脊髄超音波検査で脊髄脂肪腫が疑われた新生児の1症例

新潟医療センター、検査科;臨床検査技師1)、佐渡総合病院、検査科;臨床検査技師2)

あいち小児保健医療総合センター、小児科;小児科医3)

な か が わ とも や み や ざ き かつ よし さ い と う けい こ た じま なお や

中川 友也1)、宮崎 勝吉2)、斎藤 桂子2)、田島 直哉3)

背景:潜在性二分脊椎症では背部から腰仙部に皮膚異常などを伴うことが多く皮膚所見を認めた場合には脊髄評価を行うことが重要である。近年、超音波検査での脊髄評価の有用性が報告されている。今回、新生児の患児に行った超音波検査で脊髄脂肪腫が疑われた症例を経験したので報告する。

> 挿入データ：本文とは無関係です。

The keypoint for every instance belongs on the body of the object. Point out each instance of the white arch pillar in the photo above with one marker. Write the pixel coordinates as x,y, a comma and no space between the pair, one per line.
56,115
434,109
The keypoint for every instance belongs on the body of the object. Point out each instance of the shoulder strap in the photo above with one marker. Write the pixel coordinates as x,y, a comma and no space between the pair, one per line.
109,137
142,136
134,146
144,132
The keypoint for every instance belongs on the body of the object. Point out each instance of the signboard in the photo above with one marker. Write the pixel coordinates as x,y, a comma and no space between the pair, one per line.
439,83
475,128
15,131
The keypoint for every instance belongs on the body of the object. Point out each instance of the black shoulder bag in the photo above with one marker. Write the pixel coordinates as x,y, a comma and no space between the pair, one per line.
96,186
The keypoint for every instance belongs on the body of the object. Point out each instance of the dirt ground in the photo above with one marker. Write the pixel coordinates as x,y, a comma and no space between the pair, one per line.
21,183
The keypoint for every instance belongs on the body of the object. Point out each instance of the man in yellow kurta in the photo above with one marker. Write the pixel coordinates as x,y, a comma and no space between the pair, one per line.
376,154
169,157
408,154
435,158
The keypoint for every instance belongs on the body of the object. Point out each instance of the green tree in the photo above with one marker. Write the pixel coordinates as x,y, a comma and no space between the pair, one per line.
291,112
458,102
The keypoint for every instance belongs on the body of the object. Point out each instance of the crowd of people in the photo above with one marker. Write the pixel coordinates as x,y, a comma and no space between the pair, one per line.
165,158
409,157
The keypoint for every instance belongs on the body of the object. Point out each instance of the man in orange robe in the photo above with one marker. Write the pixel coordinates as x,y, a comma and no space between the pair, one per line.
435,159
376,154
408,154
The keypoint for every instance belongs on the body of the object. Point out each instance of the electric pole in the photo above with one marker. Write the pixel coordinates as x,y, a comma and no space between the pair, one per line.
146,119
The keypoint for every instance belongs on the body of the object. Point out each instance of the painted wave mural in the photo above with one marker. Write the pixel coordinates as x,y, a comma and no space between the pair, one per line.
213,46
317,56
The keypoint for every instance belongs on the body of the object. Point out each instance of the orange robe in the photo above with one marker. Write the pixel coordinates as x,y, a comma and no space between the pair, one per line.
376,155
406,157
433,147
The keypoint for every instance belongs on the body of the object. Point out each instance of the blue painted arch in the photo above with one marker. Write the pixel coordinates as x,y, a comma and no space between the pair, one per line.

症例内容:患者は生後2日の女児で、腰仙部に毛髪を認めたため、脊髄超音波検査を施行した。脊髄超音波検査で、低位脊髄円錐と脊髄脂肪種が超音波検査で疑われた。精査のため核磁気共鳴画像法(MRI)を行い脊髄の評価をし、MRI ではT1強調画像で脊髄終糸脂肪腫を疑わせる縦走する高信号構造が認められた。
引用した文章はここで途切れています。